Review & pics: Robert Carroll
Being able to finally hit the water just as the emergence of spring and the lifting of Covid restrictions combined brought some profound joy – not to mention the opportunity to test the new Overboard SLR Dry Bag.
To date, I’ve never risked taking my DSLR and 24-70mm lens combination in the kayak, primarily because our nearest, chosen route is precarious and going for impromptu swims is a common occurrence. After the arrival of the OB bag, its dedicated purpose and build quality gave me the confidence to take the leap of faith, hoping that the increased photo quality would pay dividends – thankfully, they did.
When familiarising myself with the bag before the first trip, it seemed a bit too snug for my chosen camera/lens combo. Still, it is the smaller bag of options available, and in fairness, my 24-70 lens is at the larger end of the spectrum when it comes to lens size. Most common lenses, such as the 18-55mm kit glass that comes as standard with many amateur SLRs, would be much smaller.
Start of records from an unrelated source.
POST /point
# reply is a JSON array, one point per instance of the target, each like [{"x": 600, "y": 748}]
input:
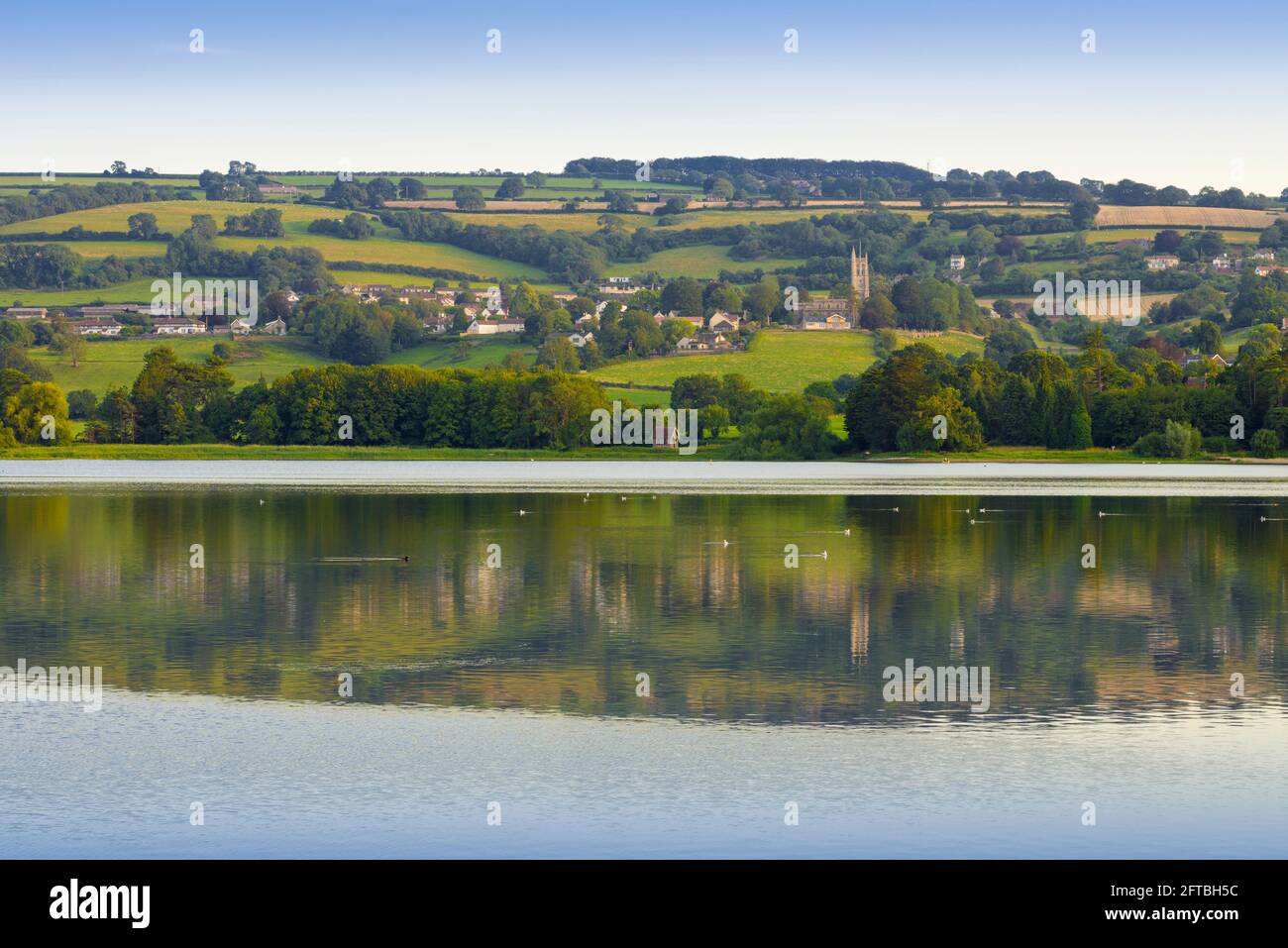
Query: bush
[
  {"x": 1265, "y": 443},
  {"x": 1177, "y": 440}
]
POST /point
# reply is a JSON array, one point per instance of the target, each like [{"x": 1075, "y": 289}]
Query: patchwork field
[
  {"x": 778, "y": 360},
  {"x": 1175, "y": 217}
]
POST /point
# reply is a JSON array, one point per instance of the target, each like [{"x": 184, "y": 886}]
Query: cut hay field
[
  {"x": 111, "y": 363},
  {"x": 700, "y": 261},
  {"x": 397, "y": 279},
  {"x": 778, "y": 360},
  {"x": 1112, "y": 235},
  {"x": 34, "y": 180},
  {"x": 97, "y": 250},
  {"x": 1177, "y": 217},
  {"x": 391, "y": 252},
  {"x": 129, "y": 291},
  {"x": 171, "y": 215}
]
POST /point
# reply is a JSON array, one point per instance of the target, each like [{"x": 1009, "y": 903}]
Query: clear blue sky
[{"x": 1176, "y": 93}]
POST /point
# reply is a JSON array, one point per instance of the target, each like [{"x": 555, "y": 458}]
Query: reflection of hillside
[{"x": 592, "y": 591}]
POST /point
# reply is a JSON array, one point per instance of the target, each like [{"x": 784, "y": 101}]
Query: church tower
[{"x": 859, "y": 277}]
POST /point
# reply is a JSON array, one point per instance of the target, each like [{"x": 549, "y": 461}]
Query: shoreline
[{"x": 669, "y": 476}]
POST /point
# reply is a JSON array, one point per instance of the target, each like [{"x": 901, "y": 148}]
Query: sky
[{"x": 1175, "y": 93}]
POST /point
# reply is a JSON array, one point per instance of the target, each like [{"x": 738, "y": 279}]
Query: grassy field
[
  {"x": 391, "y": 252},
  {"x": 117, "y": 361},
  {"x": 778, "y": 360},
  {"x": 442, "y": 355},
  {"x": 171, "y": 215},
  {"x": 34, "y": 180},
  {"x": 97, "y": 250},
  {"x": 700, "y": 261}
]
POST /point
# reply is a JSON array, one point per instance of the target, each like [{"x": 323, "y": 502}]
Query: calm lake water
[{"x": 496, "y": 661}]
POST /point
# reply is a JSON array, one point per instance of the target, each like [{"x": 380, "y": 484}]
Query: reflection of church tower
[{"x": 859, "y": 277}]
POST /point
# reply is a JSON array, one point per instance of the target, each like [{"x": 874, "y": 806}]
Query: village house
[
  {"x": 490, "y": 327},
  {"x": 695, "y": 321},
  {"x": 98, "y": 327},
  {"x": 1216, "y": 360},
  {"x": 703, "y": 342},
  {"x": 722, "y": 322},
  {"x": 818, "y": 321},
  {"x": 176, "y": 326}
]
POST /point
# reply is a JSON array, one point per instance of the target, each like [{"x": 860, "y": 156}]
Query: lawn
[{"x": 778, "y": 360}]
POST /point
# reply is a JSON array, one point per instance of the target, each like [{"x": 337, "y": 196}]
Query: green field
[
  {"x": 482, "y": 355},
  {"x": 129, "y": 291},
  {"x": 171, "y": 215},
  {"x": 117, "y": 361},
  {"x": 778, "y": 360},
  {"x": 111, "y": 363},
  {"x": 700, "y": 261}
]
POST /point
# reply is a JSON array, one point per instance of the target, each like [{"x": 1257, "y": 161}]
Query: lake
[{"x": 407, "y": 673}]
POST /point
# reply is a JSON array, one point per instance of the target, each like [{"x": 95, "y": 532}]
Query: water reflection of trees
[{"x": 592, "y": 591}]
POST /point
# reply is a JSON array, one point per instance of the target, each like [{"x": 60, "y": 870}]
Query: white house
[
  {"x": 98, "y": 327},
  {"x": 816, "y": 321},
  {"x": 722, "y": 322},
  {"x": 176, "y": 326}
]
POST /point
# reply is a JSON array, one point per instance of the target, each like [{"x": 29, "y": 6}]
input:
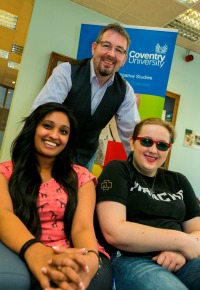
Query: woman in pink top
[{"x": 46, "y": 210}]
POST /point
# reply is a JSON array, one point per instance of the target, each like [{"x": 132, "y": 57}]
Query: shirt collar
[{"x": 93, "y": 75}]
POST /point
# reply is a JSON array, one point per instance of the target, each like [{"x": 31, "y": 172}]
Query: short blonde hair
[{"x": 155, "y": 121}]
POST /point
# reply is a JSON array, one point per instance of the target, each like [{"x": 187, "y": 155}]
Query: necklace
[{"x": 151, "y": 190}]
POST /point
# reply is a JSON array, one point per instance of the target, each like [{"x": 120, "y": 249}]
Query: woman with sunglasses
[{"x": 149, "y": 217}]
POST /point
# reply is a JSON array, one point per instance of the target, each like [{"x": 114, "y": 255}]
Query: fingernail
[
  {"x": 55, "y": 247},
  {"x": 87, "y": 269},
  {"x": 81, "y": 285},
  {"x": 44, "y": 270}
]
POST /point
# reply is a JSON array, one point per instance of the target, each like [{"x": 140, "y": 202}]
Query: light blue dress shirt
[{"x": 59, "y": 84}]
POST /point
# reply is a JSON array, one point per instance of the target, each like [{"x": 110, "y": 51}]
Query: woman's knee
[{"x": 14, "y": 273}]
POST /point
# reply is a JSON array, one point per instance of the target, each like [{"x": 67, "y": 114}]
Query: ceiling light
[
  {"x": 188, "y": 25},
  {"x": 14, "y": 65},
  {"x": 4, "y": 54},
  {"x": 8, "y": 20},
  {"x": 17, "y": 49},
  {"x": 188, "y": 3}
]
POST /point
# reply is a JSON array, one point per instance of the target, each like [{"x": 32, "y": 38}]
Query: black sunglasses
[{"x": 148, "y": 142}]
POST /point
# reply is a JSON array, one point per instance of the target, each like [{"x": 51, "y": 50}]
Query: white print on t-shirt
[{"x": 164, "y": 196}]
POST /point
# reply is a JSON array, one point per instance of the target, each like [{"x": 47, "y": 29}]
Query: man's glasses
[
  {"x": 107, "y": 46},
  {"x": 148, "y": 142}
]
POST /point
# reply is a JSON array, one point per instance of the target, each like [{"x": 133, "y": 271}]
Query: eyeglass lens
[{"x": 147, "y": 142}]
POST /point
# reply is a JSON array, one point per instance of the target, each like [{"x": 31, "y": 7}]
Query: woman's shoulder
[
  {"x": 83, "y": 174},
  {"x": 6, "y": 168}
]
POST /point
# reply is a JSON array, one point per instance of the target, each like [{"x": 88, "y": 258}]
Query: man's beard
[{"x": 105, "y": 72}]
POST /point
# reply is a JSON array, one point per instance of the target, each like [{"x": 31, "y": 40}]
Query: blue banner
[{"x": 149, "y": 58}]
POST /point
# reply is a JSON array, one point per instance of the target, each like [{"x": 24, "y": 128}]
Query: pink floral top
[{"x": 52, "y": 201}]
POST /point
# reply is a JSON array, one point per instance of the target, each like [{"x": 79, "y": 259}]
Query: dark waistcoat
[{"x": 79, "y": 100}]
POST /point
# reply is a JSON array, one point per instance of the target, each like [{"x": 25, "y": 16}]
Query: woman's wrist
[
  {"x": 98, "y": 257},
  {"x": 26, "y": 246}
]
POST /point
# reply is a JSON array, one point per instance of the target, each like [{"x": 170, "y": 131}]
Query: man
[{"x": 96, "y": 92}]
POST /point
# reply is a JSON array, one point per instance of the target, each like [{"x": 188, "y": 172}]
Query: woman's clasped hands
[{"x": 67, "y": 268}]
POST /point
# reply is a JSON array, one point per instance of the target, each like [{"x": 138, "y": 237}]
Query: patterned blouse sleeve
[
  {"x": 84, "y": 175},
  {"x": 6, "y": 169}
]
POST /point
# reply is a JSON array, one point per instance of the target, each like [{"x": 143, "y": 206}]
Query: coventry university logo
[
  {"x": 156, "y": 58},
  {"x": 161, "y": 49}
]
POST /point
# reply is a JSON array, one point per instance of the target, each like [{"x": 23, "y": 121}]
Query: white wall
[
  {"x": 55, "y": 26},
  {"x": 185, "y": 80}
]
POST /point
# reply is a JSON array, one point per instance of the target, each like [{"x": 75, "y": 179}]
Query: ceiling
[{"x": 153, "y": 13}]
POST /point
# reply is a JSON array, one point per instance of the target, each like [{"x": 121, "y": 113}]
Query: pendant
[{"x": 152, "y": 191}]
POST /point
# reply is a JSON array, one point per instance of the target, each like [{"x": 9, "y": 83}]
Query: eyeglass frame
[
  {"x": 153, "y": 142},
  {"x": 118, "y": 49}
]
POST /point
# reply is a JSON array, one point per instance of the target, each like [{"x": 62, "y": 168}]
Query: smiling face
[
  {"x": 107, "y": 62},
  {"x": 148, "y": 159},
  {"x": 51, "y": 135}
]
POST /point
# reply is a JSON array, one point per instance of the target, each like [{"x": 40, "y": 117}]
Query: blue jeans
[{"x": 141, "y": 273}]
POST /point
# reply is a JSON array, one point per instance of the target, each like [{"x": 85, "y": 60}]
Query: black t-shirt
[{"x": 172, "y": 203}]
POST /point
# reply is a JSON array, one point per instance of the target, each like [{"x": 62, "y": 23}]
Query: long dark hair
[{"x": 25, "y": 180}]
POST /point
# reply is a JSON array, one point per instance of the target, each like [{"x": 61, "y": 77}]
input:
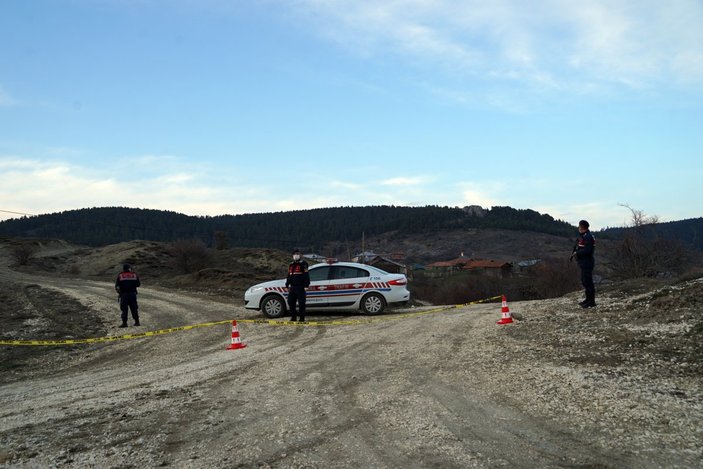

The relatively tight fit didn’t hinder the use of the bag, and while the bag didn’t end up directly in the water, it wasn’t in a dry pouch and spent five hours in the exposed seating area of the kayak. Rain and splash made their way onto the bag on numerous occasions, and the bag and its contents had their fair share of tumbles due to our cohort having to navigate over and around fallen obstacles throughout the route. I was relieved that the thick skin of the bag not only kept the innards watertight but offered mild protection to the camera when knocks occurred.
I shall be making more trips with the bag in the coming summer months, but now, I have the courage to make my camera kit an essential item on the expedition list for the first time. It looks like it will stay that way until smartphones can genuinely mirror the quality achieved by their hefty ancestors.